Response-Cost Lottery

Designed to be time effective for teachers, this strategy can be used with individual students or small groups.

Materials:

  • Index card, tape
  • Colored slips of paper (different color for each student)

Preparation:

  • Develop a reward menu for each student targeted for this intervention. (NOTE: For suggestions on how to create a reward menu, see Creating Reward Menus that Motivate: Tips for Teachers.)
  • Select 1-3 behaviors that you wish to reduce in the targeted student(s) and write out concrete definitions for each.
  • Decide on a time period during the instructional day that the Response Cost Lottery program will be in effect (e.g., 30 minutes during math class). NOTE: You may want to limit the length of the monitoring period at the start of the intervention, to increase the odds of student success. As the intervention proves successful, you can extend the monitoring period.
  • Decide how many points (i.e., paper slips) you will award to students at the outset of each monitoring period. (NOTE: For short monitoring periods, you may want to start with 4-5 points/paper slips.)
  • Prepare the lottery tickets. Use a different color paper for each student's tickets, so that you can tell them apart from one another. Or type blanks on student tickets onto which the recipient can write in his or her name and the date that the ticket was awarded.
  • Choose how frequently you will hold lottery-ticket prize drawings. NOTE: Many teachers find that once per week is sufficiently motivating to make the intervention effective. For students with more intense or severe levels of misbehavior, however, you may want initially to hold prize drawings more frequently (e.g., daily) and -as students' behaviors improve-gradually extend intervals between drawings.

Steps in Implementing This Intervention

Step 1: Introduce the Response Cost Lottery program to targeted students:

  • Explain that students will have the chance to earn rewards for good behavior.
  • Review with students the negative behaviors that you would like them to reduce.
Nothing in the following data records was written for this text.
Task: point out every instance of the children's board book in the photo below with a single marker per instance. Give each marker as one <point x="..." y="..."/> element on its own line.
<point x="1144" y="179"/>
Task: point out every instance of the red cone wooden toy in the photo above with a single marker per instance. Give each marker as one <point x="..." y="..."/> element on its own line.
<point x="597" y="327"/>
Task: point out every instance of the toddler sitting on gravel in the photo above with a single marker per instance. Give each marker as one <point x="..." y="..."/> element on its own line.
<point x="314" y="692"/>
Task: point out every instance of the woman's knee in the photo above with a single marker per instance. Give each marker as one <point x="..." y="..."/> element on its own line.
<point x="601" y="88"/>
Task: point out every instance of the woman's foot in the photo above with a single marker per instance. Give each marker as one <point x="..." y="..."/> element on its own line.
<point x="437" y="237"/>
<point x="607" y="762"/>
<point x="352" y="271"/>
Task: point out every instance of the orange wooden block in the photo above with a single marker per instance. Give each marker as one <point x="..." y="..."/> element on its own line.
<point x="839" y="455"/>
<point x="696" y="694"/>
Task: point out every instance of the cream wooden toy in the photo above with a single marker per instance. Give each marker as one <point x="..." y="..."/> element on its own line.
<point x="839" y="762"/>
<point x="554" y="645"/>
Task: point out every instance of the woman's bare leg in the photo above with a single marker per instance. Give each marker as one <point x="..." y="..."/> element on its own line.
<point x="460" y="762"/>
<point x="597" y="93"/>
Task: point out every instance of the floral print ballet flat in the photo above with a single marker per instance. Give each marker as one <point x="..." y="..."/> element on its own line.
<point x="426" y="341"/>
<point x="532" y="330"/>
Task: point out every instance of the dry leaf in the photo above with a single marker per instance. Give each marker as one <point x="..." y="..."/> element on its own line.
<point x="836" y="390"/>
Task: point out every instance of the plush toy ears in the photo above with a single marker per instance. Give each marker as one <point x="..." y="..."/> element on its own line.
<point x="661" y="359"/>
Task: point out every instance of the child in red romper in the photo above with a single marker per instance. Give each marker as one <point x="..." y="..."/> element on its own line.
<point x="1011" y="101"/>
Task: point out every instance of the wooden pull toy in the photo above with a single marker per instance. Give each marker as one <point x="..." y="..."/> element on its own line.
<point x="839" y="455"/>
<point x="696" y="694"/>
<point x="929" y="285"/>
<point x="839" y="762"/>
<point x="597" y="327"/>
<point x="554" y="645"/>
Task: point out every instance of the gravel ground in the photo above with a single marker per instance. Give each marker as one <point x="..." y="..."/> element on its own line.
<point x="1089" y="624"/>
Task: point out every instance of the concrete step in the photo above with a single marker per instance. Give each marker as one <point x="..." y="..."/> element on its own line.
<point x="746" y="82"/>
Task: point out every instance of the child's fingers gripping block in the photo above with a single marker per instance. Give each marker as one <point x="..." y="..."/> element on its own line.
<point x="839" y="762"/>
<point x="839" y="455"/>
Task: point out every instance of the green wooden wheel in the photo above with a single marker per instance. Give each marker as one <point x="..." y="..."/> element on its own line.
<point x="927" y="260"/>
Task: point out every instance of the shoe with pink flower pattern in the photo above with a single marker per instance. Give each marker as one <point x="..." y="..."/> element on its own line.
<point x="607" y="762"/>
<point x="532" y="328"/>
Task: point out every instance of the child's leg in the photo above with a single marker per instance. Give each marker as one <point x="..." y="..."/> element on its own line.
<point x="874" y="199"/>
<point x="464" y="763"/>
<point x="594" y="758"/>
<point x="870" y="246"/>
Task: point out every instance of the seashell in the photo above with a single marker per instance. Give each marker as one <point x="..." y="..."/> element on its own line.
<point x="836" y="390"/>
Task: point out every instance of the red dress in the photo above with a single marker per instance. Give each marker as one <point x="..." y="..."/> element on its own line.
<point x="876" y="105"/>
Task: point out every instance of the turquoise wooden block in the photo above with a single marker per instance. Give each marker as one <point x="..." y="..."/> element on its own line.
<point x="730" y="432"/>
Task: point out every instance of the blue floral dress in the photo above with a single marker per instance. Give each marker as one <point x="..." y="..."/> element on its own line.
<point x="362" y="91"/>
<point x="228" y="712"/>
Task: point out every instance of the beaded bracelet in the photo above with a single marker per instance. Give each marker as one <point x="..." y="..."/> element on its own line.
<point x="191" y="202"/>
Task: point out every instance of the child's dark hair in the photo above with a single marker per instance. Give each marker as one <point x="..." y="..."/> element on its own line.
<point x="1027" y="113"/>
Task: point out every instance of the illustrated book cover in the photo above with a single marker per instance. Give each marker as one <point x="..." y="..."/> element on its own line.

Use demonstration and modeling to ensure that students clearly know (a) the negative behavior(s) that should be avoided and (b) positive behavior(s) that they can engage in instead. Post the definitions that you have written for behaviors that are to be reduced.
  • Tape an index card on three sides onto the top of each student's desk. Under the untapped corner of the index card, slip the pieces of paper assigned to that student-so that about half the slip is visible.
  • Tell students that the slips of paper represent 'behavior points'. Let them know that every time that they show a negative behavior during the monitoring period, you will remove one of the slips of paper from their desk. At the end of the monitoring period, any slips that remain will be placed into a lottery ticket container.
  • Inform student that at the end of each week, you will hold a drawing for one or more prizes. Emphasize that students who hold onto more tickets through the week stand a greater chance of winning prizes.

Step 2: Start the Response Cost Lottery intervention. Consider reminding students at the start of each day's monitoring period of your positive behavioral expectations (e.g., "We are going to start our lottery game now. Be sure to give me your best attention, raise you hand to get permission to speak, and do your best work!"). If you must remove a student's lottery slip because of misbehavior, do so quietly and without drawing undue attention to him or her. If the student does not appear to understand why you are removing a slip, provide a brief explanation in a neutral voice and move on.

Step 3: At the end of each week (or alternative time interval that you have selected), hold a lottery-ticket drawing and permit students whose colored slips were drawn to select a prize from their reward menu. Empty the tickets from the lottery-ticket container and start over.

Troubleshooting

The student attempts to cheat. If you discover that a student participating in the Response Cost Lottery program attempts to 'cheat the system' (e.g., or trying to stuff the lottery-ticket container with additional tickets that the student has not earned), you can suspend the student for one or more days from the game. Then hold a conference with the student, secure his or her promise to follow the rules of the program, and reinstate the student.

References

  • Witt, J. C., & Elliott, S.N. (1982). The response cost lottery: A time efficient and effective classroom intervention. School Psychology Review, 20, 155-161.

Jim's Hints

Use Bonus Tickets. You can increase motivation by telling students that they can earn an extra 'bonus ticket' each day that they manage to hold onto all of their allocated slips throughout the entire observation period. These bonus tickets are placed in the lottery-ticket container along with the student's other earned tickets.